Search code examples
javahashmapgsonapache-flinkflink-streaming

Apache Flink: How do I use a stream of Java Map (or Map containing DTOs)?


I am using Flink and have a stream of JSON strings arriving in my system with dynamically changing fields and nested fields. So I can't mock and convert this incoming JSON as a static POJO and I have to rely on a Map instead.

My first transformation is to convert the JSON string stream into a Map object stream using GSON parsing and then I wrap the map in a DTO called Data.

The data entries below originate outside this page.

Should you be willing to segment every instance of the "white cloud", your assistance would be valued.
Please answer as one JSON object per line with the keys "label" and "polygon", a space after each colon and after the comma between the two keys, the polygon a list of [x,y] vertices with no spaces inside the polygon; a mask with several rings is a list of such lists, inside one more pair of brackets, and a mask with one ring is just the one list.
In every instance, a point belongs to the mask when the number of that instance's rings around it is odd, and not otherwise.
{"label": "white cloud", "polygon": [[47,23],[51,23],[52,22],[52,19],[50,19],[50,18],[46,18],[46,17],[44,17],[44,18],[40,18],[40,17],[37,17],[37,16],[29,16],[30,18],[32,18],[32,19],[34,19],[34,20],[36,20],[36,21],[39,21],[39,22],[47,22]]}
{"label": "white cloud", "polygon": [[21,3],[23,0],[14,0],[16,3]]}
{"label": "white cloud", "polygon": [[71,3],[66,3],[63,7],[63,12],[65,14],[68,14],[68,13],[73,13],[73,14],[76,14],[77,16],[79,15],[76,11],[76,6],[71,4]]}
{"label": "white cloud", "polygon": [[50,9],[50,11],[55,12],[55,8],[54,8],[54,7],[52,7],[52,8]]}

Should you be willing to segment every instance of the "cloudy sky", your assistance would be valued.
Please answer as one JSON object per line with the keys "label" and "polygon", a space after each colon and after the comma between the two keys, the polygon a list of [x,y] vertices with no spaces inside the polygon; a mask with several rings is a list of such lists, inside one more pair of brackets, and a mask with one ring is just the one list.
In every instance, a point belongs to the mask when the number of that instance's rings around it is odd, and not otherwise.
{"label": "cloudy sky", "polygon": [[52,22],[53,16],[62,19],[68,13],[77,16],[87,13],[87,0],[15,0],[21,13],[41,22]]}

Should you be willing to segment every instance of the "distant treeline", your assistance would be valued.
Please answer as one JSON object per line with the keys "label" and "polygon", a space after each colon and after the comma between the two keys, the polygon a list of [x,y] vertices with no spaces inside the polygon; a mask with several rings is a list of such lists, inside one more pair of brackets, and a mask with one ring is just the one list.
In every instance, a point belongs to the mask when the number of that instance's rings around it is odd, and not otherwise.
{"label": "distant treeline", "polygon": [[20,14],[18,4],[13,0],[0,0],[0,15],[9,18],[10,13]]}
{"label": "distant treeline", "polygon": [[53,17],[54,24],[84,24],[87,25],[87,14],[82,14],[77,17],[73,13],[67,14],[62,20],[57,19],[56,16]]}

(inside the first map transformation)
LinkedTreeMap map = gson.fromJson(input, LinkedTreeMap.class);

Data data = new Data(map); // Data has getters, setters for the map and implements Serializable

Problem arises when right after this transformation processing, I attempt to feed the resultant stream into my custom Flink sink. The invoke function does not get called in the sink. The sink works however, if I change from this Map containing DTO to a primitive or a regular DTO with no Map.

My DTO looks like this:

public class FakeDTO {
    private String id;
    private LinkedTreeMap map; // com.google.gson.internal

    // getters and setters
    // constructors, empty and with fields

I have tried the two following solutions:

env.getConfig().addDefaultKryoSerializer(LinkedTreeMap.class,MapSerializer.class; 
env.getConfig().disableGenericTypes();

Any expert advise I could use in this situation?


Solution

  • I was able to resolve this issue. In my Flink logs I saw that one Kryo file called ReflectionSerializerFactory class was not being found. I updated the Kryo version in maven and use a Map type for my map which Flink documentation says Flink supports.

    Just make sure to have generic types specified in your code and add getters and setters inside your POJOs for Maps.

    I also use the .returns(xyz.class) type decleration to avoid the effects of Type Erasure.